As CPIs do Apagão no Senado e na Câmara (duas, para quê?) só justificarão a iniciativa se conseguirem denúncias novinhas em folha e com a carga explosiva para assustar o governo. Ou, calçando os borzeguins da humildade, partir para o levantamento dos erros na calamitosa sucessão de ministros civis da Defesa. No acalanto da demagogia desperdiçou milhões na reforma de aeroportos, que geram obras e visibilidade e deixaram à matroca o sistema de controle aéreo, que não rende votos nem outras vantagens. Se o sabido não tem o sabor da novidade, a denúncia formal, em relatório da CPI, com as devidas provas, causará um enorme estrago na credibilidade do governo.

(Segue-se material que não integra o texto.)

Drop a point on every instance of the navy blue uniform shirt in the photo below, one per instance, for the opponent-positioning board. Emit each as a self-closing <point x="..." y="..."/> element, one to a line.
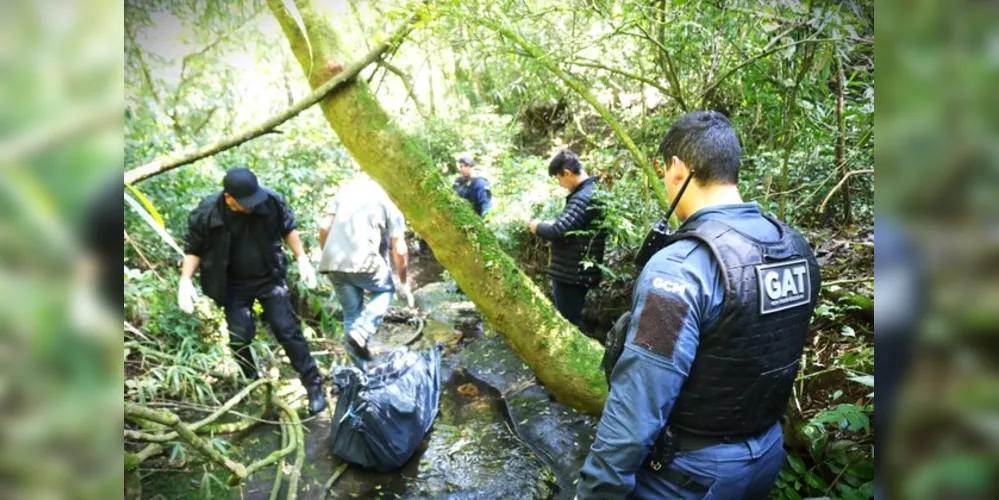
<point x="647" y="379"/>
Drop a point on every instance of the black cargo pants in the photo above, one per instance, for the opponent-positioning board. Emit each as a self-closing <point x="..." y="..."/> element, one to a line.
<point x="280" y="315"/>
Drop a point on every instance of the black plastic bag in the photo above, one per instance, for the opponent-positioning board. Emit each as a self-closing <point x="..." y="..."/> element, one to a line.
<point x="383" y="414"/>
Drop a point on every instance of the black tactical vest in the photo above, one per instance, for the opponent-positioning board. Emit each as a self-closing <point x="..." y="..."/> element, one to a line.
<point x="746" y="363"/>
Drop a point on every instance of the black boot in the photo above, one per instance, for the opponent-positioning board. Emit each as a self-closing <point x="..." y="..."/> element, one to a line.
<point x="317" y="397"/>
<point x="244" y="358"/>
<point x="357" y="344"/>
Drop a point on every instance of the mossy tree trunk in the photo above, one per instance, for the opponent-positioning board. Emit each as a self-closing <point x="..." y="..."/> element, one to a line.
<point x="563" y="359"/>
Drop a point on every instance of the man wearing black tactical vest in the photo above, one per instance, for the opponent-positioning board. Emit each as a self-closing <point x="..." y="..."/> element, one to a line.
<point x="720" y="317"/>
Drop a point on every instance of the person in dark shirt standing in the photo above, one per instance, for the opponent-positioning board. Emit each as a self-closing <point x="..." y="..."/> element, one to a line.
<point x="234" y="237"/>
<point x="720" y="316"/>
<point x="577" y="238"/>
<point x="473" y="188"/>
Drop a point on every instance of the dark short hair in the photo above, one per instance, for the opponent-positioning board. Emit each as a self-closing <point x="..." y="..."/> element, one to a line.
<point x="565" y="160"/>
<point x="706" y="142"/>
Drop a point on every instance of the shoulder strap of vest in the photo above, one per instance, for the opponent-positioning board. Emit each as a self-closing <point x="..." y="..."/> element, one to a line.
<point x="707" y="231"/>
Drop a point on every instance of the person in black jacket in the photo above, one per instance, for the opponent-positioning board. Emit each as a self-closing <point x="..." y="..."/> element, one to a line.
<point x="234" y="238"/>
<point x="473" y="188"/>
<point x="577" y="238"/>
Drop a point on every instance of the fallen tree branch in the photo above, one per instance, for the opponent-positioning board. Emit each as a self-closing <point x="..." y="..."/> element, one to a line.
<point x="822" y="207"/>
<point x="848" y="281"/>
<point x="162" y="438"/>
<point x="132" y="460"/>
<point x="172" y="161"/>
<point x="759" y="56"/>
<point x="298" y="440"/>
<point x="329" y="483"/>
<point x="279" y="470"/>
<point x="133" y="411"/>
<point x="407" y="82"/>
<point x="293" y="425"/>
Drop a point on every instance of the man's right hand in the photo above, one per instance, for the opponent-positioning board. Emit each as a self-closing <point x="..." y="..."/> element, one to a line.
<point x="404" y="294"/>
<point x="185" y="295"/>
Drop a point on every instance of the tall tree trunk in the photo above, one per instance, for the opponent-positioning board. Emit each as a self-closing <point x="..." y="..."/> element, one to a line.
<point x="841" y="140"/>
<point x="792" y="106"/>
<point x="567" y="362"/>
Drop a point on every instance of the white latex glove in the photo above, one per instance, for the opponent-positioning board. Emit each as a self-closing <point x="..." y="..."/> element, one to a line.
<point x="402" y="291"/>
<point x="307" y="273"/>
<point x="185" y="295"/>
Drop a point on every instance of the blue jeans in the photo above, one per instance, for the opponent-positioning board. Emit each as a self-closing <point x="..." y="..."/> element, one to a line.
<point x="350" y="291"/>
<point x="744" y="470"/>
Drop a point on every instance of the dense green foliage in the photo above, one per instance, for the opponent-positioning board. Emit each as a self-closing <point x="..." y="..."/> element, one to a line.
<point x="796" y="78"/>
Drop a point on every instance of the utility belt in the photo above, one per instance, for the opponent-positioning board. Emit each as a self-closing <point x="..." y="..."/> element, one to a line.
<point x="673" y="442"/>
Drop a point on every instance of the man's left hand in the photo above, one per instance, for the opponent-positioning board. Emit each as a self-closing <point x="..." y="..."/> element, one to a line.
<point x="307" y="273"/>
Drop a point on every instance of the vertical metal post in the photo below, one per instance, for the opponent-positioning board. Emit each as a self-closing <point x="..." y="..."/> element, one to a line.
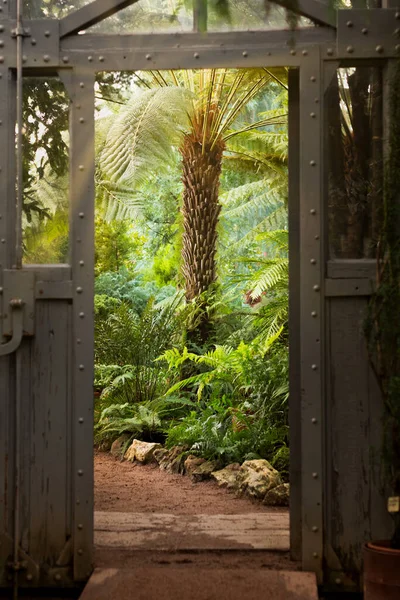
<point x="311" y="311"/>
<point x="294" y="317"/>
<point x="82" y="262"/>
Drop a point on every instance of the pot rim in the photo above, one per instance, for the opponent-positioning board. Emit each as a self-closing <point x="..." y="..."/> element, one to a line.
<point x="382" y="546"/>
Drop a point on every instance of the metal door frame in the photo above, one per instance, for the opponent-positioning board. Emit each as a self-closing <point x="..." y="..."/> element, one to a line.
<point x="53" y="47"/>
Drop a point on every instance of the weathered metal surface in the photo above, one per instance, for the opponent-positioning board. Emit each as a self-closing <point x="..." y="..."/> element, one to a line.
<point x="82" y="263"/>
<point x="367" y="33"/>
<point x="311" y="312"/>
<point x="354" y="505"/>
<point x="199" y="584"/>
<point x="294" y="316"/>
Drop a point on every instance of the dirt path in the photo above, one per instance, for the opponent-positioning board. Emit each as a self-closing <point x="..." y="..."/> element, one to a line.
<point x="126" y="487"/>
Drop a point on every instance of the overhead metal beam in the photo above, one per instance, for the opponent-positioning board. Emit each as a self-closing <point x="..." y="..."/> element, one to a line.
<point x="320" y="13"/>
<point x="91" y="14"/>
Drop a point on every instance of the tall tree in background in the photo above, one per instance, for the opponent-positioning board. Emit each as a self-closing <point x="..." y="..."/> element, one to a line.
<point x="198" y="113"/>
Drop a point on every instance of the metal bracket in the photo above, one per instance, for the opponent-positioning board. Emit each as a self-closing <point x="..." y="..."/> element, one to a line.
<point x="368" y="32"/>
<point x="18" y="284"/>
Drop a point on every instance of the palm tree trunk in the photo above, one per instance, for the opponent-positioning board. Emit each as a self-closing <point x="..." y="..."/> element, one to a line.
<point x="200" y="175"/>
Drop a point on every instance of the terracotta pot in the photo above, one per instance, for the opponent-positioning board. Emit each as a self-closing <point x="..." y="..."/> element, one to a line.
<point x="381" y="571"/>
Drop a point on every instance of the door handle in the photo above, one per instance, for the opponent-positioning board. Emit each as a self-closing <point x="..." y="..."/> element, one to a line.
<point x="17" y="322"/>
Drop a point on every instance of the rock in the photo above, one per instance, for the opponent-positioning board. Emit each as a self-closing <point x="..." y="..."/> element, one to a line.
<point x="278" y="496"/>
<point x="118" y="445"/>
<point x="173" y="461"/>
<point x="141" y="451"/>
<point x="191" y="463"/>
<point x="257" y="477"/>
<point x="228" y="477"/>
<point x="204" y="471"/>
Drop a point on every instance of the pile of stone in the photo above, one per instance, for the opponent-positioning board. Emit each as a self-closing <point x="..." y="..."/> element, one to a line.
<point x="256" y="479"/>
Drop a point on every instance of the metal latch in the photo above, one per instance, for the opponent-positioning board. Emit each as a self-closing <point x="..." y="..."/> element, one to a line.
<point x="18" y="315"/>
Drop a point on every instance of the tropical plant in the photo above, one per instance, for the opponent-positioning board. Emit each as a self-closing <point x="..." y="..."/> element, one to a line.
<point x="199" y="114"/>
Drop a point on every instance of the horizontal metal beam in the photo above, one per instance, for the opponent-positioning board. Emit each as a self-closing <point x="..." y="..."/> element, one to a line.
<point x="318" y="12"/>
<point x="90" y="15"/>
<point x="193" y="50"/>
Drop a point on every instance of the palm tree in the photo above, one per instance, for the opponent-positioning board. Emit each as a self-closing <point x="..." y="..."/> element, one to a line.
<point x="197" y="113"/>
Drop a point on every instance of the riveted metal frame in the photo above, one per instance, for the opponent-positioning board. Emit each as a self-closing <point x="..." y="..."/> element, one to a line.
<point x="82" y="263"/>
<point x="52" y="46"/>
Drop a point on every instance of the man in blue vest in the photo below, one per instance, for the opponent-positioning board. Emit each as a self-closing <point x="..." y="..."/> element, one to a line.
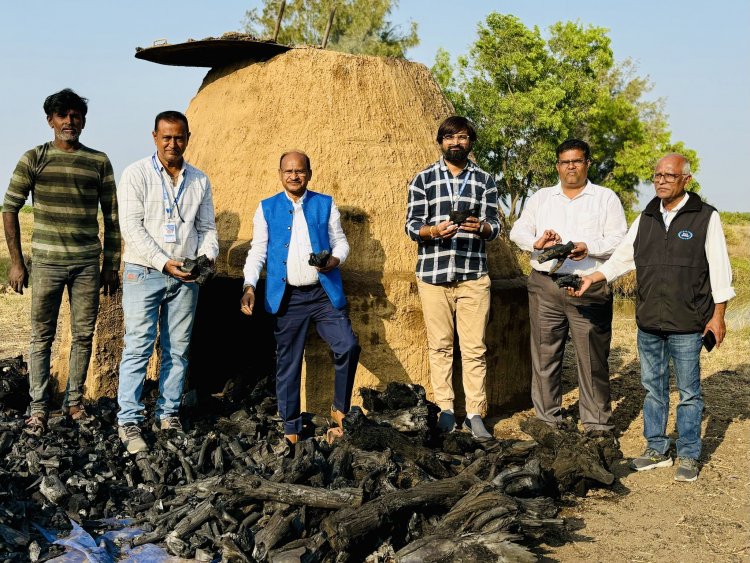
<point x="287" y="228"/>
<point x="679" y="253"/>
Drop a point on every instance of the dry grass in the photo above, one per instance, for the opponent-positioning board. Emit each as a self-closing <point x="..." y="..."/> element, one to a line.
<point x="15" y="310"/>
<point x="647" y="517"/>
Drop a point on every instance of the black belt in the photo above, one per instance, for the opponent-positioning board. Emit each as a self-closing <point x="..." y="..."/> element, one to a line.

Se a dieta é pobre em calorias, os augúrios da temporada do fim de outono, em 21 de junho, e começo de inverno, incluem no cardápio a escorregadela da toga no festival de corporativismo explícito: a decisão do ministro Cezar Peluso, do Supremo Tribunal Federal (STF), determinando a liberação dos desembargadores Carreira Alvim e Ricardo Regueira, além do procurador João Sérgio Leal e do desembargador do Tribunal do Trabalho, Ernesto Dória todos presos na Operação Hurricane, acusados de receber propinas pelas sentenças favoráveis a bicheiros e deixando os paisanos no xilindró compromete o último poder até aqui preservado dos respingos das suspeitas.
Claro, o governo não entrará na crise do Judiciário, com a polêmica acesa no cruzamento de manifestações a favor e contra ao que o presidente da Associação Nacional de Membros do Ministério Público, José Carlos Cosenzo, resumiu na frase lapidar: "Ou solta todos ou não solta ninguém".
A Operação Têmis, deflagrada em São Paulo pelo Ministério Público e a Polícia Federal para desbaratar a quadrilha que vendeu sentenças judiciais e lavagem de dinheiro e a suspeita de vazamento, gerou o filhote do inquérito para apurar os responsáveis pelo grave irregularidade.
Com o ministério que bateu o seu recorde com a criação da 36.ª secretaria para adivinhar o futuro, o governo inflaciona a agenda de aborrecimentos previsíveis para o ano inaugural do mandato bisado.
E a oposição rachada mergulha de cabeça no poço fundo da luta pela sobrevivência.
Villas-Bôas Corrêa é analista político.